L’écran bleu de la mort a surtout marqué les utilisateurs des vieilles versions de l’O.S., comme Windows 95 ou Windows 98. Mais avec le temps, il semble que leur fréquence d’apparition tende à diminuer : il y en évidemment toujours, même avec Windows 10 (la preuve, Microsoft fournit désormais un code QR avec le BSOD), mais les versions successives de la plateforme sont de plus en plus stables.

Aujourd’hui, le Blue Screen Of Death n’est plus seul. Il existe aussi le «Green Screen Of Death ». Confirmé indirectement par un employé de Microsoft, Matthijs Hoekstra, cet écran vert de la mort a exactement le même rôle que son illustre prédécesseur : annoncer à l’utilisateur l’échec du fonctionnement normal de Windows, la collecte des données du souci et la nécessité de redémarrer la machine.

Pourquoi Microsoft a-t-il conçu le GSOD alors qu’il a déjà le BSOD ? Le site MS Power User avance l’explication suivante : cela permettrait à l’entreprise américaine de distinguer les erreurs provenant des versions Windows pour le grand public de celles qui sont en cours de développement et qui ne sont accessibles qu’aux membres du programme Windows Insider.

Windows 10 appareils

CC DobaKung

Une hypothèse qui n’est toutefois pas satisfaisante : la couleur de l’écran s’affiche en effet du côté de l’utilisateur et pas, a  priori, du côté de Microsoft. Si des données relatives au plantage sont évidemment collectées par la société pour déterminer d’où vient le souci, on doute que le code couleur de l’écran en fasse partie. Microsoft peut certainement savoir s’il s’agit d’une build grand public ou expérimentale par un autre moyen.

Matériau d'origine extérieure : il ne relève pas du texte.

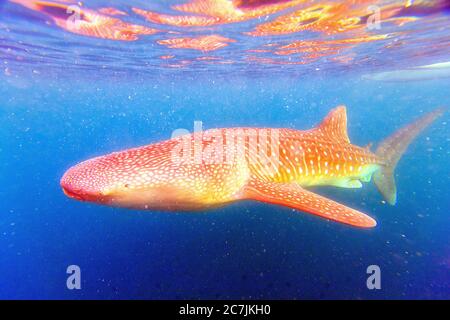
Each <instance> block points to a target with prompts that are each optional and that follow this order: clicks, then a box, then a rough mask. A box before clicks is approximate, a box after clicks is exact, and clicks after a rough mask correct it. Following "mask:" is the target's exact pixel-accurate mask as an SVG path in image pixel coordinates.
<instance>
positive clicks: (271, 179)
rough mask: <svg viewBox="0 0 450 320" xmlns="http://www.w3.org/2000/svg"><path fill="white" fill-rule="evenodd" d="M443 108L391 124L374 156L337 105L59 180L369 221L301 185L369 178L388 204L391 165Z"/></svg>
mask: <svg viewBox="0 0 450 320" xmlns="http://www.w3.org/2000/svg"><path fill="white" fill-rule="evenodd" d="M442 112H443V111H442V110H440V109H438V110H436V111H434V112H432V113H430V114H428V115H426V116H424V117H422V118H421V119H419V120H418V121H416V122H415V123H413V124H411V125H409V126H407V127H405V128H403V129H401V130H399V131H398V132H397V133H395V134H394V135H393V136H391V137H389V138H388V139H386V140H385V141H384V142H383V143H381V145H380V146H379V147H378V149H377V151H376V152H375V153H372V152H371V151H370V150H369V148H368V147H366V148H361V147H358V146H355V145H352V144H351V143H350V141H349V138H348V136H347V117H346V110H345V107H343V106H341V107H337V108H335V109H333V110H332V111H331V112H330V113H329V115H328V116H327V117H326V118H325V120H324V121H323V122H322V123H321V124H320V125H319V126H318V127H317V128H315V129H311V130H307V131H299V130H292V129H265V128H228V129H213V130H208V131H204V132H200V133H194V134H191V135H185V136H181V137H177V138H174V139H171V140H167V141H163V142H159V143H155V144H151V145H148V146H144V147H141V148H135V149H130V150H126V151H122V152H117V153H112V154H110V155H106V156H103V157H98V158H94V159H91V160H88V161H85V162H82V163H80V164H78V165H76V166H75V167H73V168H71V169H70V170H69V171H68V172H66V174H65V175H64V177H63V178H62V180H61V186H62V188H63V190H64V192H65V193H66V194H67V195H68V196H70V197H72V198H75V199H78V200H82V201H91V202H97V203H101V204H106V205H113V206H119V207H127V208H135V209H155V210H177V211H178V210H188V211H194V210H205V209H209V208H213V207H217V206H221V205H225V204H227V203H230V202H234V201H238V200H249V199H251V200H258V201H263V202H268V203H274V204H280V205H284V206H289V207H292V208H295V209H298V210H301V211H306V212H309V213H312V214H315V215H319V216H322V217H325V218H327V219H330V220H335V221H339V222H343V223H346V224H350V225H354V226H358V227H373V226H375V225H376V222H375V220H374V219H372V218H371V217H369V216H367V215H365V214H363V213H361V212H359V211H357V210H354V209H351V208H348V207H346V206H344V205H342V204H339V203H337V202H334V201H332V200H330V199H327V198H325V197H322V196H320V195H318V194H315V193H312V192H310V191H307V190H306V189H304V187H309V186H322V185H331V186H337V187H344V188H360V187H361V186H362V183H361V182H368V181H370V180H371V178H372V176H373V177H374V180H375V183H376V184H377V187H378V188H379V189H380V191H381V192H382V193H383V195H384V196H385V198H386V200H387V201H388V202H389V203H391V204H394V203H395V201H396V191H395V183H394V180H393V175H392V173H393V170H394V168H395V165H396V163H397V162H398V160H399V159H400V156H401V155H402V153H403V152H404V151H405V150H406V147H407V146H408V144H409V143H410V142H411V141H412V139H413V138H414V137H415V136H417V134H419V133H420V131H421V130H423V129H424V128H425V127H426V126H427V125H429V124H430V123H431V122H432V121H433V120H434V119H436V118H437V117H438V116H439V115H441V114H442Z"/></svg>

Matthijs Hoekstra a admis ne pas savoir pourquoi ces écrans étaient verts. La découverte de ces GSOD survient alors que de nombreuses informations autour d’une future mouture de Windows 10 sont apparues ces derniers jours, qu’il s’agisse d’un mode optimisant l’OS pour les jeux vidéo, d’un réglage limitant l’émission de lumière bleue pour reposer les yeux ou encore de changements relatifs à Defender et Edge.